Direct type ADC
Linear Integrated Circuit Applications
20201120 01:16:08
Directtype ADC
An analogtodigital converter (ADC) converts an analog signal to a digital signal. The digital signal is represented by a binary code, which is a combination of bits 0 and 1.
The block diagram of an ADC is shown in the following figure 
Observe that in the figure above, an analogtodigital converter (ADC) consists of a single analog input and many binary outputs. Usually the number of binary outputs of the ADC will be a power of two.
There are two types of ADCs: Direct type ADCs and Indirect type ADCs. This chapter deals in detail with type ADCs. Direct.
If the ADC performs the analogtodigital conversion directly using the equivalent internally generated digital (binary) code for comparison with the analog input, then it is called as Directtype ADC .
Here are examples of directtype CAN 
ADC counter type Successive approximation ADC Flash type ADC This section describes these Direct type ADCs in detail.
ADC counter type
An ADC counter type produces a digital output, which is approximately equal to the analog input using the internal counter operation.
The block diagram of an ADC type counter is shown in the following figure 
The ADC counter type mainly consists of 5 blocks: clock signal generator, counter, DAC, Comparator and Control Logic.
The operation of a counter type ADC is as follows 

The control logic resets counter and activates the clock signal generator to send the clock pulses to the uh counter, when it has received the start command signal.

The counter is incremented by one for each clock pulse and its valueeur will be in binary (digital) format.
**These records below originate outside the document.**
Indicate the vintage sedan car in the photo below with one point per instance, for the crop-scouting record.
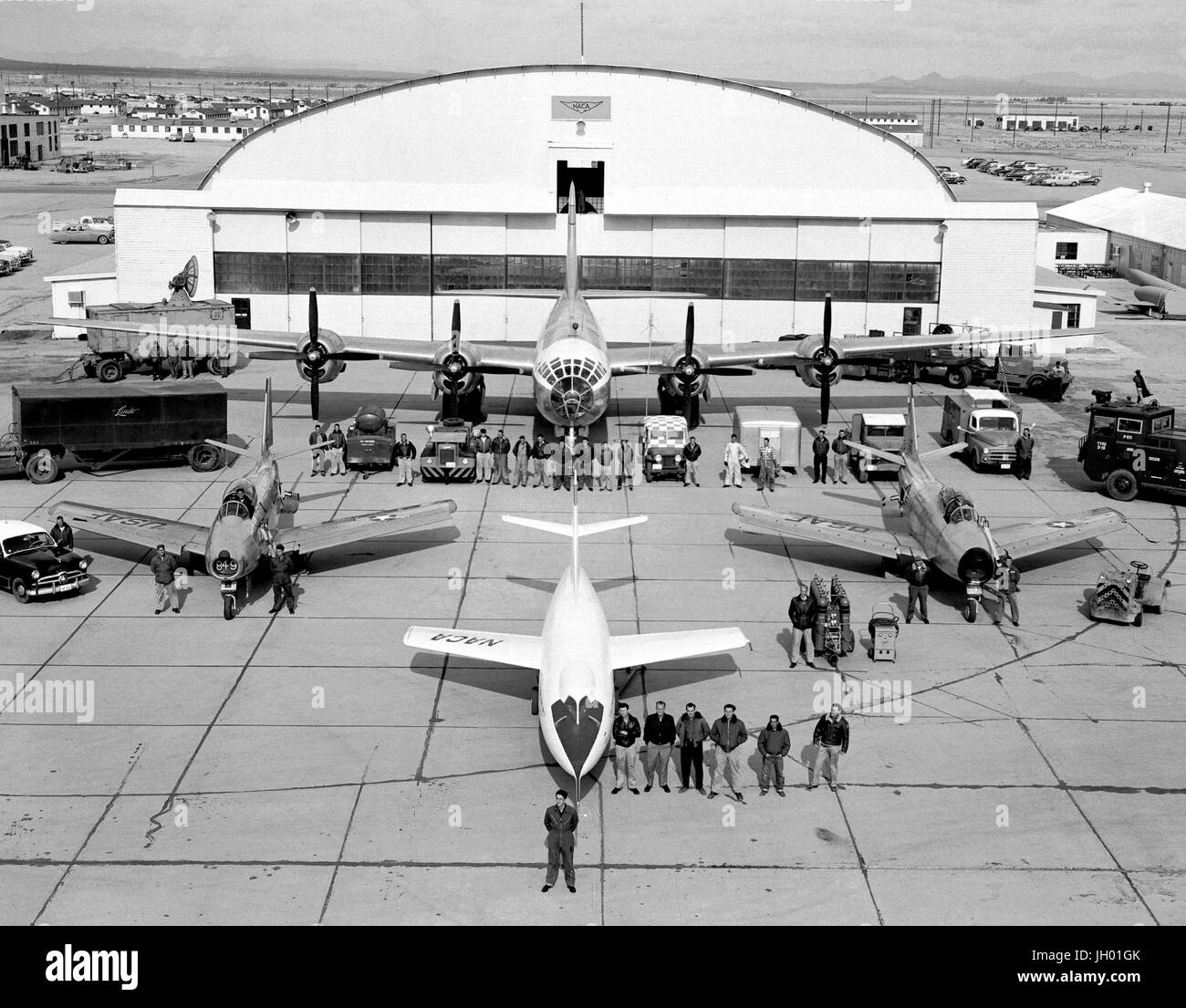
(76, 234)
(24, 252)
(32, 566)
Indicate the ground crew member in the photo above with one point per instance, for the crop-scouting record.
(627, 732)
(560, 821)
(735, 458)
(692, 453)
(819, 455)
(283, 581)
(582, 459)
(404, 454)
(730, 733)
(774, 743)
(502, 447)
(605, 454)
(186, 359)
(830, 739)
(538, 457)
(318, 453)
(917, 576)
(767, 466)
(840, 453)
(1007, 580)
(157, 359)
(521, 457)
(689, 735)
(565, 465)
(164, 569)
(62, 535)
(1025, 449)
(337, 447)
(659, 733)
(627, 465)
(802, 612)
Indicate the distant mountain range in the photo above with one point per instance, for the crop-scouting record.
(121, 63)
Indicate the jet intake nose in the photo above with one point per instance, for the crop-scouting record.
(976, 565)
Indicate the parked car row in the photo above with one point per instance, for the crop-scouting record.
(1032, 172)
(13, 257)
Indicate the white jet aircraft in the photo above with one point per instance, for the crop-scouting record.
(576, 655)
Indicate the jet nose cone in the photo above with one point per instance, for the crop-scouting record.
(577, 724)
(976, 565)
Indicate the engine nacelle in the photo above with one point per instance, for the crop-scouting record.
(328, 370)
(675, 387)
(454, 371)
(811, 379)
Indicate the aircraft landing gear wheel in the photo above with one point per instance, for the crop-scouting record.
(109, 371)
(1122, 485)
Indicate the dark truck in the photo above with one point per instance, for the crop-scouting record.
(1130, 447)
(370, 439)
(101, 426)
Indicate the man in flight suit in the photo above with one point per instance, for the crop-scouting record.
(560, 821)
(283, 581)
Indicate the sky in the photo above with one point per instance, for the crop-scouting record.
(829, 40)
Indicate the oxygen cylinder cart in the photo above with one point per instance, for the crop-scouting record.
(884, 632)
(833, 633)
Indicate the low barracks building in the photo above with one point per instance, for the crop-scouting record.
(758, 201)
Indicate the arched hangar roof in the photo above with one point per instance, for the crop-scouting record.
(489, 140)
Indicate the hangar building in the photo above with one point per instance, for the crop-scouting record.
(760, 202)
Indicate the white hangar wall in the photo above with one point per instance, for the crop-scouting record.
(465, 166)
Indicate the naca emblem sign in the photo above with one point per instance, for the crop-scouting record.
(580, 107)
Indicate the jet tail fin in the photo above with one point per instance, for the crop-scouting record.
(265, 434)
(572, 261)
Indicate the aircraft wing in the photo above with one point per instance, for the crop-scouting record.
(140, 529)
(506, 649)
(363, 526)
(657, 359)
(1031, 537)
(862, 538)
(414, 355)
(641, 649)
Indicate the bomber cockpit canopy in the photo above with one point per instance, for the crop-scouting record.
(957, 505)
(238, 501)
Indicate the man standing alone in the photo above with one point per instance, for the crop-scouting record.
(840, 452)
(164, 569)
(819, 457)
(730, 733)
(1025, 450)
(802, 612)
(560, 821)
(691, 733)
(625, 732)
(774, 743)
(283, 581)
(734, 459)
(830, 739)
(659, 733)
(692, 452)
(917, 576)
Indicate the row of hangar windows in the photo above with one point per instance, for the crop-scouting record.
(738, 279)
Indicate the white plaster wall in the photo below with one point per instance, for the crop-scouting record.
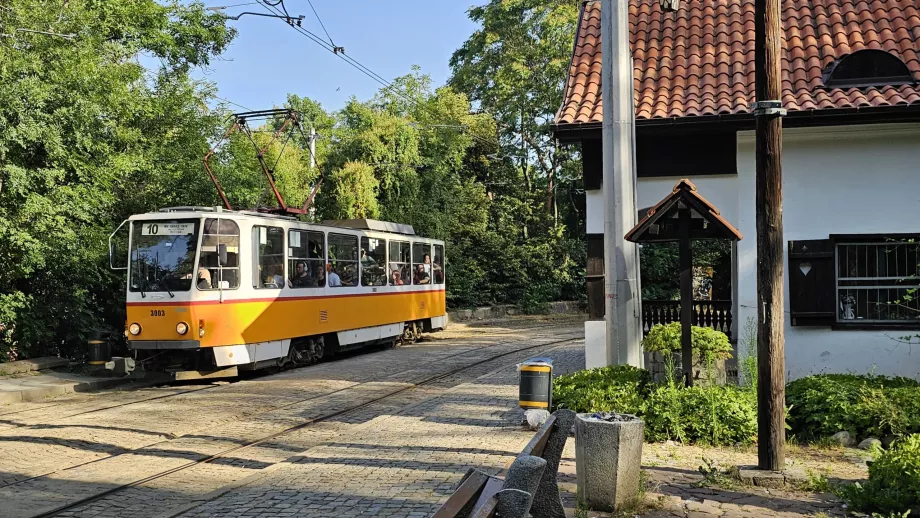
(594, 211)
(835, 181)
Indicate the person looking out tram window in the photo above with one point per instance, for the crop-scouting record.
(427, 264)
(333, 279)
(302, 277)
(421, 276)
(204, 279)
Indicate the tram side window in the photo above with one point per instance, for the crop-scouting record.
(268, 249)
(373, 262)
(343, 261)
(421, 263)
(211, 274)
(305, 259)
(400, 259)
(438, 264)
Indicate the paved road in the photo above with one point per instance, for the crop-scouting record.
(387, 433)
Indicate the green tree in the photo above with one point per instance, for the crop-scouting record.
(87, 137)
(515, 67)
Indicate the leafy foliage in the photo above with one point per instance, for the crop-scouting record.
(87, 137)
(708, 415)
(869, 405)
(620, 389)
(893, 488)
(706, 343)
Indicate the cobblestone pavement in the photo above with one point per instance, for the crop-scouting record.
(396, 456)
(61, 451)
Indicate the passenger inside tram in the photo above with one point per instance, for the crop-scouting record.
(301, 278)
(421, 276)
(334, 281)
(204, 279)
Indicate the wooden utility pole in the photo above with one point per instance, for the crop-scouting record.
(685, 247)
(771, 380)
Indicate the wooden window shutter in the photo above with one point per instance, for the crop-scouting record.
(812, 283)
(594, 275)
(592, 163)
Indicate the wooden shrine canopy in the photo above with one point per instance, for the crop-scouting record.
(683, 216)
(662, 222)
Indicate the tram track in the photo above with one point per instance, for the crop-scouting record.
(312, 421)
(465, 349)
(14, 426)
(172, 437)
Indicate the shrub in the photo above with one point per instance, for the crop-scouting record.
(710, 415)
(621, 388)
(706, 343)
(894, 480)
(825, 404)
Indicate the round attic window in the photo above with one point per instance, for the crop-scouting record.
(867, 68)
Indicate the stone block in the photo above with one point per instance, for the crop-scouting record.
(867, 444)
(844, 439)
(482, 313)
(608, 458)
(460, 315)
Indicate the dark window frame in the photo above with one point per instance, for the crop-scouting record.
(815, 292)
(257, 254)
(875, 241)
(421, 262)
(356, 261)
(219, 268)
(291, 259)
(391, 261)
(361, 266)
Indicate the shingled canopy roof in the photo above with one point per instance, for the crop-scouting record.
(660, 224)
(700, 60)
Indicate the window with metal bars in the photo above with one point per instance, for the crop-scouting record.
(877, 281)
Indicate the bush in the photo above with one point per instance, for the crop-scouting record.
(894, 481)
(709, 415)
(621, 389)
(825, 404)
(706, 343)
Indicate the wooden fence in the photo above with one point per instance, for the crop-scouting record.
(716, 314)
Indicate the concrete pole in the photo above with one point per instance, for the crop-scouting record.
(621, 258)
(312, 147)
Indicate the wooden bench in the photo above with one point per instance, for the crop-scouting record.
(528, 487)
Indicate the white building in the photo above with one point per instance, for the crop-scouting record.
(851, 160)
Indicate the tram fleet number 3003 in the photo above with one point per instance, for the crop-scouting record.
(211, 291)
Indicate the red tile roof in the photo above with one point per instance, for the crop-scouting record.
(700, 60)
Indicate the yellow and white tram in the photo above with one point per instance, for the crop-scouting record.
(214, 291)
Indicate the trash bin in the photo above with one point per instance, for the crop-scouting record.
(608, 459)
(536, 383)
(98, 352)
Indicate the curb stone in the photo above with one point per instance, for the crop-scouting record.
(34, 394)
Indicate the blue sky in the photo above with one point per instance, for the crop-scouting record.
(269, 59)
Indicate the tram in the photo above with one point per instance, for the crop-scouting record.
(212, 291)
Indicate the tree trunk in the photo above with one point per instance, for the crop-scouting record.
(769, 202)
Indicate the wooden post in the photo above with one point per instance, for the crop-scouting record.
(685, 247)
(771, 390)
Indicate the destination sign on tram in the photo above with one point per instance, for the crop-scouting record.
(167, 229)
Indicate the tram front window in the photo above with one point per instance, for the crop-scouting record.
(163, 255)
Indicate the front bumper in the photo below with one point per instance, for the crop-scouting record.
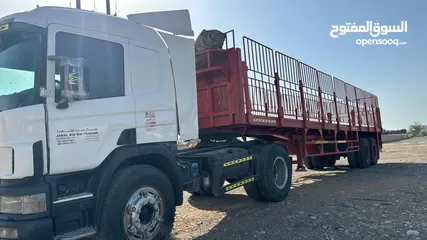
(39, 229)
(32, 226)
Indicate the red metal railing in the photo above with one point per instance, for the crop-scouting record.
(280, 85)
(274, 89)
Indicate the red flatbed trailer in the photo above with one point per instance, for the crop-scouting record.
(269, 95)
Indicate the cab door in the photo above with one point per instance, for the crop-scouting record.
(83, 132)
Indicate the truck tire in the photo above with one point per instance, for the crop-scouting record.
(352, 159)
(374, 151)
(364, 154)
(308, 163)
(142, 191)
(275, 175)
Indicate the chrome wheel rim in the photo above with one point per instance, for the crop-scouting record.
(280, 172)
(143, 213)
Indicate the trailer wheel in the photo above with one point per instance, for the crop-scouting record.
(140, 204)
(352, 159)
(275, 175)
(364, 154)
(374, 151)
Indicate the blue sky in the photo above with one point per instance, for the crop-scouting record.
(397, 75)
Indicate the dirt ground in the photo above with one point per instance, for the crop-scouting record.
(387, 201)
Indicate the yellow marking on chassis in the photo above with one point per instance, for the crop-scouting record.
(4, 27)
(239, 184)
(240, 160)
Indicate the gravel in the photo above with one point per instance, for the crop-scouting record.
(387, 201)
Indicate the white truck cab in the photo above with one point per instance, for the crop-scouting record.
(76, 86)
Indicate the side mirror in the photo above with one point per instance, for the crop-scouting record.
(72, 83)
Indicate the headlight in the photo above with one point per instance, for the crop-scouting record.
(28, 204)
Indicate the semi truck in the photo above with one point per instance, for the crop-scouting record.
(92, 107)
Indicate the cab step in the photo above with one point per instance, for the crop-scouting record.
(77, 234)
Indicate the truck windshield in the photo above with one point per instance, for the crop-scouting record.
(19, 53)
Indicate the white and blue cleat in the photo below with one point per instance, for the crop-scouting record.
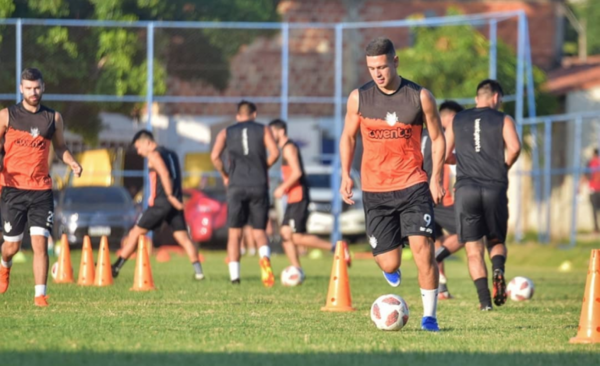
(429, 324)
(394, 278)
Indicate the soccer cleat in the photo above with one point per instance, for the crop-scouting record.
(347, 256)
(443, 293)
(266, 272)
(4, 278)
(429, 324)
(394, 278)
(115, 271)
(499, 288)
(41, 301)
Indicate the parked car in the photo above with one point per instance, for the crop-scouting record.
(205, 214)
(94, 211)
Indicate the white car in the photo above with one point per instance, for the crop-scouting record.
(320, 220)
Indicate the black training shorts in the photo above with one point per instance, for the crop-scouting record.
(391, 217)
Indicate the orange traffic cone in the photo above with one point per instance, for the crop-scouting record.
(103, 270)
(64, 273)
(86, 268)
(142, 279)
(589, 323)
(338, 297)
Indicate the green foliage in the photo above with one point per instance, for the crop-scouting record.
(450, 61)
(112, 61)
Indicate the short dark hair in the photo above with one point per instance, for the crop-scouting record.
(490, 87)
(452, 106)
(142, 135)
(381, 46)
(32, 74)
(279, 124)
(246, 107)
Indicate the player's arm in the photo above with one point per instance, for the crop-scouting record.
(511, 141)
(60, 147)
(271, 147)
(348, 145)
(216, 152)
(156, 162)
(290, 153)
(438, 143)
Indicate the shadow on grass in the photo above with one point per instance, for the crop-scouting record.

This counter output is applied as an input to the DAC.

DAC converts the received binary (digital) input, which is the output of the counter, into an analog output. The comparator compares this analog value, $ V_ {a} $ with the external analog input value $ V_ {i} $.

The comparator output will be '1 ' as long as 𝑉𝑖 is greater than. The operations mentioned in the two steps above will be continued as long as the control logic receives "1" from the comparator output.

The comparator output will be '0 ' when $ V_ {i} $ is less than or equal to $ V_ {a} $. Thus, the control logic receives "0" from the output of the comparator. Then the control logic turns off the clock signal generator so that it does not send any clock pulses to the counter.

At this moment, the output of the counterwill be displayed as digital output . It is almost equivalent to the corresponding external analog input value $ V_ {i} $.
Successive approximation ADC
A type of successive approximation ADC produces digital output , which is approximately equal to the analog input using the successive approximation technique internally.
The block diagram of a successive approximation ADC is shown in the following figure
Successive approximation ADC mainly consists of 5 blocks  Clock signal generator, successive approximation register (SAR ), DAC, comparator and control logic.
The works of a successive approximation ADC is as follows 

The control logic resets all bits of the SAR and activates the generator clock signal in in order to send the clock pulses to the SAR , when it has received the start command signal.
Binary (digital) data present in SAR will be updated for each clock pulse based on the comparator output. The output of the SAR is applied as an input of the DAC.

The DAC converts the received digital input, which is the output of the SAR, into an analog output signal. The comparator compares this analog value $ V_ {a} $ with the value of external analog input $ V_ {i} $.

The output of a comparator will be '1 ' as long as $ V_ {i} $ is greater than $ V_ {a} $. Likewise, the comparator output will be '0 ', when $ V_ {i} $ is less than or equal to $ V_ {a} $.

The operations mentioned in the above steps will be continued until the digital output is valid.
The digital output will be valid, when it is almost equivalent to the corresponding external analog input value $ V_ {i} $.
Flashtype ADC
A flash type ADC produces an equivalent digital output for a corresponding analog input in no time. Therefore, flashtype ADC is the fastest ADC.
The circuit diagram of a 3bit flash type ADC is shown in the following figure 
The 3bit ADC flash consists of a network
The operation of a 3bit flash type ADC is as follows.
Flash type ADC is used in applications where the conversion speed from analog input to digital data needs to be very high.